If incorporating your business in Delaware is in your future plans, this article may help you save thousands of dollars.

The Delaware Franchise Tax can be a sticker shocker if you have not planned your capitalization properly, or if you are not aware that there are two methods allowed to compute the franchise tax.

When you receive your Delaware Annual Report, you may see a significant amount of tax due - don't panic just yet. You might be able to compute your tax using a different method which could result in a substantially lower number. The tax is due by March 1, with a current quarterly installment requirement for taxpayers owing more than $5,000.

As of the date of this article, there are two methods allowed for the computation of the Delaware Franchise Tax:

1-     the Authorized Shares Method

2-     the Assumed Par Value Capital Method

In the Authorized Shares Method, you only use the number of authorized shares to compute the tax.  In the Assumed Par Value Capital Method, you must also use all issued shares, the par value, and your company’s total gross assets (as reported on the U.S. Form 1120, Schedule L, or your federal corporate tax return.)

The website for the State of Delaware offers a clear explanation of how these two methods work (visit http://www.state.de.us/corp/frtaxcalc.shtml.) It also includes an excel spreadsheet that estimates the tax based on your parameters for 2003 (visit http://www.state.de.us/corp/taxcalc2003.xls).
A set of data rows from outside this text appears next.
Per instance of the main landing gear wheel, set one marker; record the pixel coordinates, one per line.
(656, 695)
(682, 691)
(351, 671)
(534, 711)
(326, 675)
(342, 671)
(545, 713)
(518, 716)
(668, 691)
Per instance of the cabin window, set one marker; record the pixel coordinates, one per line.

If you are reading this article several months or years from now (Feb. 2004), please check that the above due dates and links are valid and applicable to the calendar year you are interested in analyzing.

Below is an example illustrating how, for the same company, the Authorized Shares Method can result in a franchise tax of $68,800 as compared to $500 for the Assumed Par Value Capital Method.

Let us consider the case of a start-up, which for the entire 2003 year had 7,000,000 issued shares and 10,000,000 authorized shares of common stock respectively, with a par value of $.01. It also had 1,000,000 in issued and authorized shares of Series A Preferred Stock with a par value of $.01. Its total gross assets as of 12/31/2003 were $1,000,000.

Using the calculator provided on the website of the State of Delaware, the estimated tax is:

$68,800 for the Authorized Shares Method

$500 for the Assumed Par Value Capital Method, and you are allowed to select this method to compute your tax liability.

What caused such a big difference was the company’s choice to assign a par value for its stock, and the careful selection of that par value in addition to the relatively small magnitude of its total gross assets. Without the par value, the company’s tax liability would be $68,800 - not a trivial expense.

If you like to play what-if-scenarios with spreadsheets, I suggest you open the calculator and input the above parameters, then start changing the number of shares, the par value, and the total gross assets. You'll notice that the tax amount will fluctuate dramatically all the way up to the maximum tax for 2003 of $165,000.

Please click to see a table illustrating the sensitivity of the tax to the various parameters. The numbers in yellow correspond to the parameters I have modified from the above example and the resulting updated tax amounts for each method.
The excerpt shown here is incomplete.